U.S Secretary of State Warren Christopher.
During his trip to Ethiopia in October, U.S. Secretary of State Warren Christopher declined the Ethiopian government’s invitation to hold a joint press conference upon his arrival in Addis Ababa. This was in response to a CPJ mission report that details the legal harassment and imprisonment of Ethiopian jour- nalists and the government’s exclusion of the private press from official press conferences.
Christopher instead held a news conference in his Addis hotel to which both official and independent media were invited, along with the traveling press. In a public statement, Christopher told reporters: “Ethiopia has made progress in human rights during the past five years, but the United States wants to see more.
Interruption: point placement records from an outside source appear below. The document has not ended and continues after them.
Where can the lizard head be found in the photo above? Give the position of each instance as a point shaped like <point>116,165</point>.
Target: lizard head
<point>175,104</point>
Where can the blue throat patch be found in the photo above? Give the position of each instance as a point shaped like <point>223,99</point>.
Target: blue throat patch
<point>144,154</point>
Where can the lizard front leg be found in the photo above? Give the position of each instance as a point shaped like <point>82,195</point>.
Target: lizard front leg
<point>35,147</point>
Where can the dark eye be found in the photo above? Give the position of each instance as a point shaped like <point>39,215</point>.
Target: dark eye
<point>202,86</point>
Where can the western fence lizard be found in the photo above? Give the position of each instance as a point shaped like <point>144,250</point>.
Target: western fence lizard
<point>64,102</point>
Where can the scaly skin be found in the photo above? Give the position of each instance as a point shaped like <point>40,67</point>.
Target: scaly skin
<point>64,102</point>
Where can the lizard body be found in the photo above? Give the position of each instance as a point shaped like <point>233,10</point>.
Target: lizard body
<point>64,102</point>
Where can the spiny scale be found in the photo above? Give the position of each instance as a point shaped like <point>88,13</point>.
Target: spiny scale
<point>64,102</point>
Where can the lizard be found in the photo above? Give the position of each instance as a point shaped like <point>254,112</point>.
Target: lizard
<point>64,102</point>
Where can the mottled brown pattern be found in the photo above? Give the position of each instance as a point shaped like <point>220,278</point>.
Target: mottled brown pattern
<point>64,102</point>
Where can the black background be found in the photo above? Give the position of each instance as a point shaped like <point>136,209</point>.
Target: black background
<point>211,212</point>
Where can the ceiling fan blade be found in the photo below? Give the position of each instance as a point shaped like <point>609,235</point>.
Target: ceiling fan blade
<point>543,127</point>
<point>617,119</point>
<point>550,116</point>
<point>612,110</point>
One of the areas of our concern is the freedom of the press and the treatment of journalists.”
State Department spokesman Nicholas Burns told the Committee’s chair, Kati Marton, that CPJ’s report Clampdown in Addis: Ethiopia’s Journalists at Risk led to the change in the secretary’s plans.
Christopher raised the issue of press freedom in discussions with the prime minister, and he met privately with a group of independent journalists and representatives from opposition groups and human rights organizations to discuss their concerns about the government’s treatment of the private press.
The Committee’s report is based on a fact-finding mission conducted last May by Africa program coordinator Kakuna Kerina, who wrote the report, and CPJ board member and Newsday U.N. bureau chief Josh Friedman, who wrote the report’s introductory essay. Based on more than 50 interviews with government officials, journalists, and other sources, the report documents how independent journalists are regularly harassed, censored, and jailed under the provisions of a restrictive press law enacted in 1992. The repressive climate exists despite promises of press freedom made by the Transitional Government of Ethiopia (TGE) in 1991 and by the recently elected Prime Minister Meles Zenawi, who served as TGE president. Clampdown in Addis, which was released on Oct. 7–the day Ethiopia’s Parliament reconvened to address key media issues–made several recommendations to the Meles administration and called on the United States and other Western countries to take a more aggressive role in encouraging the Ethiopian government to uphold guarantees of press freedom.
“Secretary of State Christopher’s position is a welcome step toward what CPJ hopes will be a continued U.S. government commitment to press freedom and support for Ethiopia’s independent journalists,” said Kerina. “We look forward to the time when the Ethiopian government views the private press as an ally, not an enemy, in the democratic process.”